If you mean the WCG, Tkach continues to run the church like his own secret society, fraternity, or clan, where only some of his inner circle get to know the facts. So, in truth, it is difficult to tell how much cash has been hoarded with any degree of certainly. If anyone in the WCG has been issued a copy requested of the very oft promised financial statements by the WCG treasurer, Ambassador Reports would gladly publish a complete copy of the WCG financial reports so anyone could “follow the money” to their own satisfaction, without all members having to make an individually approved private request to Glendora. We're not holding our breath expecting a copy of the promised financial report to the members will turn up, either.

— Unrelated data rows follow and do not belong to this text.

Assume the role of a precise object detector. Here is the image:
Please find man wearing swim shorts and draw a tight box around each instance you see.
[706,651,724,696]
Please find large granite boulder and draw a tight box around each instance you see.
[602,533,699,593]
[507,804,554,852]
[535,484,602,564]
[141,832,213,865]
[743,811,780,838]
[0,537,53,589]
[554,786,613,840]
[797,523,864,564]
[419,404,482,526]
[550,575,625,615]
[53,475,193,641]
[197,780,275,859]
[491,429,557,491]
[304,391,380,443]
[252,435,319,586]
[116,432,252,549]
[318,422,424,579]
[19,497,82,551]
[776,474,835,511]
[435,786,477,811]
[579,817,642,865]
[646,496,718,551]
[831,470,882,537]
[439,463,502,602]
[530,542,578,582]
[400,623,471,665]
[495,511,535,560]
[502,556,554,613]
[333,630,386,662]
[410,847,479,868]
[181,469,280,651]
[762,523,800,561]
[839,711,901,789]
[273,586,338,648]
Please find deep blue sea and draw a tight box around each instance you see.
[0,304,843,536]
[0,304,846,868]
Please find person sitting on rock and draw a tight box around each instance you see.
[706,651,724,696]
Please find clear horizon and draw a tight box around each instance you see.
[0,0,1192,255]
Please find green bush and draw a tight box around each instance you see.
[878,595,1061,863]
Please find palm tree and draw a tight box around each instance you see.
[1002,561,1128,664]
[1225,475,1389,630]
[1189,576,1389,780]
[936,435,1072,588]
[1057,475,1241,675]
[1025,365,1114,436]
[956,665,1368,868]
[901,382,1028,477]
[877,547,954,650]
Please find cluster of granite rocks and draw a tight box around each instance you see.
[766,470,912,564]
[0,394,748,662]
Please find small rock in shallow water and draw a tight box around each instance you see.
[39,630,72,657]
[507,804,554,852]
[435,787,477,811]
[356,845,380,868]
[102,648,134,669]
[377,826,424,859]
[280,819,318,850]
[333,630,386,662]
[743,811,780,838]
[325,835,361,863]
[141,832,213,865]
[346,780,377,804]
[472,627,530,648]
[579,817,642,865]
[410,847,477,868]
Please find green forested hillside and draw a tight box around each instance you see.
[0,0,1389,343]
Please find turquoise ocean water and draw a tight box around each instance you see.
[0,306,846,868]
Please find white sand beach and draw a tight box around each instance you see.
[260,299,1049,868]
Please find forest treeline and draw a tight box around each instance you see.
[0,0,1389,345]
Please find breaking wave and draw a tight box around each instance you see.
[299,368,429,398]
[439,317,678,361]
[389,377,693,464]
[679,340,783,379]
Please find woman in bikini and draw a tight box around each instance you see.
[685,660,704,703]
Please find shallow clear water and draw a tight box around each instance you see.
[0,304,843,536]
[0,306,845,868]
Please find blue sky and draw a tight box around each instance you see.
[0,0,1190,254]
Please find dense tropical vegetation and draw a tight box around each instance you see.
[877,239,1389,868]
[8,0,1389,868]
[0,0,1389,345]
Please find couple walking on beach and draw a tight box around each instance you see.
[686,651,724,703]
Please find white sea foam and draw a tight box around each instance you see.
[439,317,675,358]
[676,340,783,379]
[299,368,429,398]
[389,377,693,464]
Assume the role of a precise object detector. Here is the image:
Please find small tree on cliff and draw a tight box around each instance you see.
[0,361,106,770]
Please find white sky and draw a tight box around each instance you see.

The WCG treasurers have done an excellent job for Tkach of obfuscating the balance sheet, income and expense statements, and any monetary “treasure” reserves of the WCG. It is difficult to make any overall assessment of the continuing financial viability of the WCG, with the confusing, uninformative, bewildering reports called “Treasurer's Updates” in the WN or subsequent formats, which are becoming of late more and more infrequent. One thing that is known, with the exodus of the membership and shrinking donations, the WCG Titanic continues to sink below the waves as an ongoing operation, with plenty of excess cash flow to squander on such projects as the Ambassador Center at Azusa. It does appear, however, there is enough money remaining for the Tkachs to travel on church-expensed worldwide junkets to Europe and Africa with their retinue and photographer for as long as they want, as often as they want.



>>Also, is this is a federal or a virginia case?

The property dispute has both state and federal constitutional law components. Although California is not required to follow Virginia state law, it could very well set an important legal precedent regarding ownership and control of church property at the state or federal level. The property of these churches in Virginia are not the only property at stake in the Episcopal church in the United States. It is happening across the country in other jurisdictions, as various Episcopal churches want to breakaway and form other alliances more doctrinally compatible with their more conservative beliefs. While the WCG does have some churches in Virginia of course, the case is beginning to take on legal significance for all hierarchical churches with authoritarian governance structures such as the WCG who have a national council that wants to continue to control the real estate and other property of their local churches.